Its operation is also quite different from typical air ambulance operations in the US. In fact, what they do isn't called "air ambulance" at all. It's called transport medicine—which, Ornge executives explain, is a higher level of service than an air ambulance, with more extensively equipped and more highly trained medical personnel.
There are other differences as well. For one, fewer than 10% of Ornge flights involve transporting victims from an accident scene to a hospital. Instead, more than 90% are missions to transfer patients from one medical facility to another, usually so they can receive more extensive care.
1000 calls a day
Chief Operating Officer Tom Lepine inside the Ornge Communication Centre, which fields calls from all over Ontario. Communications specialists monitor patient conditions and adjust transportation plans to fit changing needs.
An Ornge flight begins with a call to Ornge Communication Centre (OCC), situated in a dedicated 4-story building about a 15-min drive from YYZ (Pearson, Toronto ON, Canada). The call will come from a medical professional or central ambulance communications center, as Ornge is not accessible through 911 calls from the public.
Ornge COO Tom Lepine says the OCC fields more than 1000 calls a day, with transportation requests ranging from simple patient transfers that can be accomplished in a basic land-based ambulance to moving the most critical patients requiring the maximum services Ornge can provide. Each call is routed to a triage system, where it is evaluated by a trained staff including an onsite physician whom Ornge refers to as the "doc in a box."
The name comes from the glass cubicle where a physician usually sits, evaluating patient conditions and transport requests, making sure that the most critical patients get service first.
Because new requests come in all the time and patient situations can change, the process involves a continuous balancing of needs and resources.

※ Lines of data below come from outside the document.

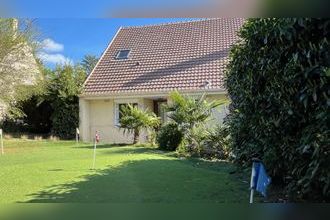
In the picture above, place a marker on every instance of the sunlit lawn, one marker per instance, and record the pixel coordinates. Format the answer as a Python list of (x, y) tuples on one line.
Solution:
[(48, 171)]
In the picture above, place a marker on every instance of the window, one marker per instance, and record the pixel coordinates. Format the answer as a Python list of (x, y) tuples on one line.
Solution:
[(123, 54), (119, 111)]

It's not uncommon, says Lepine, for the OCC to divert a flight in progress to handle a more critical need that has arisen. In that case, he says, another aircraft is usually requested to take care of the patient whose initial trip was diverted.
Once the OCC determines that air transport is warranted, a decision is then made whether to use rotorcraft or fixed wing aircraft. If the trip will be in southern Ontario, where most of the population is located, it will probably be assigned to a helicopter. If the distances are longer and a proper landing site is available, fixed-wing will get the call. Patient location and aircraft availability will dictate the base from which the flight will originate.
Moving rotor ops
In southern Ontario, Ornge rotary ops are based at YTZ (City Centre, Toronto ON), although they are slated to relocate to YHM (Hamilton ON) later this year. Additional rotary-wing bases include YMO (Moosonee ON), YOW (Intl, Ottawa ON), YQK (Kenora ON), YQT (Thunder Bay ON), YSB (Sudbury ON) and YXU (London ON).

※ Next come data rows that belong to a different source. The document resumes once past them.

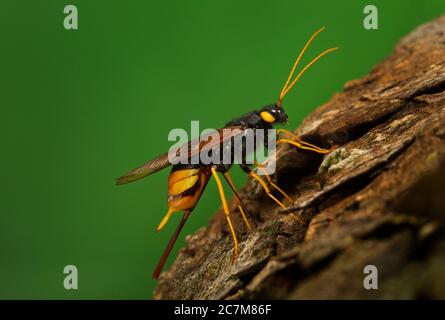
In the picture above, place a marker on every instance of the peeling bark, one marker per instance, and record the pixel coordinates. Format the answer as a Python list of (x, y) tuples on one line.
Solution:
[(378, 198)]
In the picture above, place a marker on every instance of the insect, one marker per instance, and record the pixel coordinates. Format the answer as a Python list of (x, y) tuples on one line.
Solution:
[(187, 182)]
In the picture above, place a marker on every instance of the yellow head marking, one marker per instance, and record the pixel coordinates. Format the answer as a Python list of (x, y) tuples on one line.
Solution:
[(266, 116)]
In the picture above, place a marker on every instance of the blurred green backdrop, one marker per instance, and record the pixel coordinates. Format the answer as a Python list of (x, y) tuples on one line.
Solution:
[(81, 107)]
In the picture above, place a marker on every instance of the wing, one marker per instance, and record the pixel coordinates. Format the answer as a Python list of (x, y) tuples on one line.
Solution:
[(194, 147), (144, 170)]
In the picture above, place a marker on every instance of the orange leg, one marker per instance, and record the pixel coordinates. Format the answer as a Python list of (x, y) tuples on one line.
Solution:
[(266, 188), (240, 207), (304, 143), (301, 146)]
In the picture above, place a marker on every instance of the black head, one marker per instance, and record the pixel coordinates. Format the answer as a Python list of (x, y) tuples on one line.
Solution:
[(273, 114)]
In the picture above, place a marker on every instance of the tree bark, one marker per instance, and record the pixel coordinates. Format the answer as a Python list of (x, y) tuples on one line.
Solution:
[(377, 199)]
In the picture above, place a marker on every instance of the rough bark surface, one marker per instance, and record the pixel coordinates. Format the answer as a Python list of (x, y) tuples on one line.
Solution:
[(377, 199)]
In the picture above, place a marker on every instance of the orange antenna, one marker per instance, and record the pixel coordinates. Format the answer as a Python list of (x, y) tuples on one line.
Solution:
[(287, 87)]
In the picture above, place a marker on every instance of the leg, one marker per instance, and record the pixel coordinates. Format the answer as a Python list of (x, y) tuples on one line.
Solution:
[(241, 206), (165, 220), (170, 245), (305, 147), (226, 212)]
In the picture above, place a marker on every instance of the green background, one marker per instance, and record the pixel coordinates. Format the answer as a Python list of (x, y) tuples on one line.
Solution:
[(81, 107)]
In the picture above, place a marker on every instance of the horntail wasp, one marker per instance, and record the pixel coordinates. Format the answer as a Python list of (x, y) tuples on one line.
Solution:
[(187, 182)]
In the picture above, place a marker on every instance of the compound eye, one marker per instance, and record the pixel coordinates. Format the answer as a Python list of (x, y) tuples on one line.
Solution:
[(266, 116)]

Fixed-wing ops are based at YQT, on the shore of Lake Superior, colocated with the Ornge helicopter operations, with satellite bases in YTS (Timmins ON) and YXL (Sioux Lookout ON).
When a flight is authorized, the request is sent to the flightcrew to evaluate weather conditions and any other safety issues that would affect the operation. If the crew declines a flight for safety considerations, there is no second-guessing, Lepine says.
"We also don't advise the flightcrew of the patient's circumstances," he explains. "We don't want them to accept a flight they would otherwise decline because we told them a 4-year-old just got hit by a car in some remote community. The flight decision is based strictly on flying safety factors, not the patient's situation."
At the operating bases pilots are standing by, waiting for the phone call that sends them into action. Ornge pilots fly no scheduled operations. Every flight begins with a call from the OCC.